Paycom Software (NYSE:PAYC) shareholders have been on a wild ride lately. The stock doubled in 2019 on the back of strong growth and a profitable business model. It continued its momentum into 2020 and hit a 52-week high, but then it dropped to a 52-week low as the market got spooked with its exposure to U.S. small businesses and as part of the broader market downturn related to the coronavirus epidemic.
Paycom stock has bounced back in April as the market was reassured by the government's aid programs for employers.
This online payroll processor turned human capital management software specialist has been a great investment since its IPO in 2014. But with non-essential business closures, unemployment growing daily, and a possible recession on the horizon, is this stock a buy today?
Let's dive into the business, its growth levers, and leadership to help investors decide.
The business of human resource management
Paycom's human capital management software helps organizations track the entire lifecycle of an employee in the cloud. It makes money from monthly subscriptions for its modules, receives additional payments based on the number of employees a customer has, and collects transactional fees for administering government forms or processing unscheduled payroll runs.
Revenue growth has been impressive, averaging 35% annually from 2016 and hitting $738 million for the 2019 full year. Gross margins are a strong 85%, enabling it to invest in its platform and still sport a healthy net income of 24.5% for full-year 2019. As of Dec. 31, 2019, it had $133 million in cash and cash equivalents on the balance sheet with the ability to borrow an additional $125 million if needed.
In its most recent earnings call on Feb. 5, the company projected revenue gains for 2020 at 24%, but that was before the impact of the coronavirus pandemic was fully realized across the U.S.
Let's look at Paycom's growth levers with an eye toward how these can be adapted to a tighter economic market.
Growth levers provide flexibility
Paycom's primary engine for growth is adding new customers. It has sales centers in 38 of the 50 largest metropolitan areas of the U.S. and believes it still has more opportunity in those markets. Resources could be added selectively in the cities that are more economically resilient.
Another opportunity is to expand its offering with existing customers. The value proposition for many of the modules is to help streamline HR processes and make the entire organization more effective. With a single, centralized database and a pay-as-you-go subscription model, adding new functionality doesn't have to be a huge implementation effort or a large lump-sum financial commitment, and it could even save the customer money.
Lastly, since 2018, Paycom has been having success selling to larger customers with between 3,000 and 5,000 employees. These bigger clients should have more resources and be more stable.
Still, even with a smart and adaptable growth plan, no one really knows how 2020 will play out. That's why leadership is so important.
Experience matters in uncertain times
Founder and current CEO Chad Richison started the company in 1998. Since then, he's led its employees through two recessions. During those times, this online payroll processor had a smaller suite of offerings, fewer customers, and fewer resources to tap into. Richison should be able to rely on his experience leading a small business to empathize with what customers are going through today. In his community, he's personally donated $1 million to help Oklahoma City Schools through the coronavirus crisis. We'll see if this generosity will extend to customers in need.
Chief Sales Officer Jeffrey York joined the company in 2002 and was named to his current position in 2007. Craig Boelte joined in 2006 as the chief financial officer.

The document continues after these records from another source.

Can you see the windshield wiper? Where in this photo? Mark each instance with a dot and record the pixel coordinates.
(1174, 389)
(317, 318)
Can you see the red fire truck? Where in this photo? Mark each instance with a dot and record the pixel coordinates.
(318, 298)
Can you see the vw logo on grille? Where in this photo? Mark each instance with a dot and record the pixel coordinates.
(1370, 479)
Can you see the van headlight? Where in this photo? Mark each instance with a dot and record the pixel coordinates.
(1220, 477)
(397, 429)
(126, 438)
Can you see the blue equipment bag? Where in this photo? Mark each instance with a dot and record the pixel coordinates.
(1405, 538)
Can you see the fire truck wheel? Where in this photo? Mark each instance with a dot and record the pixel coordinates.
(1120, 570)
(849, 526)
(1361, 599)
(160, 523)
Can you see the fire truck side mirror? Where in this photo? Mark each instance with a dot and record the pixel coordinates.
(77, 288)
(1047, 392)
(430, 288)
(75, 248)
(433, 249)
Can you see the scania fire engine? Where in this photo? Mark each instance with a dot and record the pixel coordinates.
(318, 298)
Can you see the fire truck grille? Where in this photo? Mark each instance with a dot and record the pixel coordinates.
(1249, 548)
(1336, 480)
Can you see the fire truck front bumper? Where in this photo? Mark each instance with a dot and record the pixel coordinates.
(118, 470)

York and Boelte teamed up with the CEO to guide Paycom through the 2008-09 Great Recession. This trio should have a hard-won list of lessons to apply to whatever this inevitable recession brings and be a stabilizing force during the rocky year ahead.
But is it a buy today?
Even with the pullback in the stock price, Paycom still sports premium valuations with a price-to-earnings ratio of 60 and a price-to-sales ratio of 15. At this level, any bad news or results below market expectations could make the stock drop.
With no official guidance on how its customers are dealing with the pandemic and no public record on how it fared through the last two recessions, cautious investors may want to wait before buying. The upcoming shareholders meeting on April 27 or the fiscal 2020 first-quarter earnings report on or around May 5 should shed some light on the current situation. But for me, the 35% discount from its all-time high is an attractive entry point for a small position in this proven growth stock, with the idea of building a bigger position over time.
Paycom will be a much stronger company five years from now, and patient investors could be handsomely rewarded if they buy today.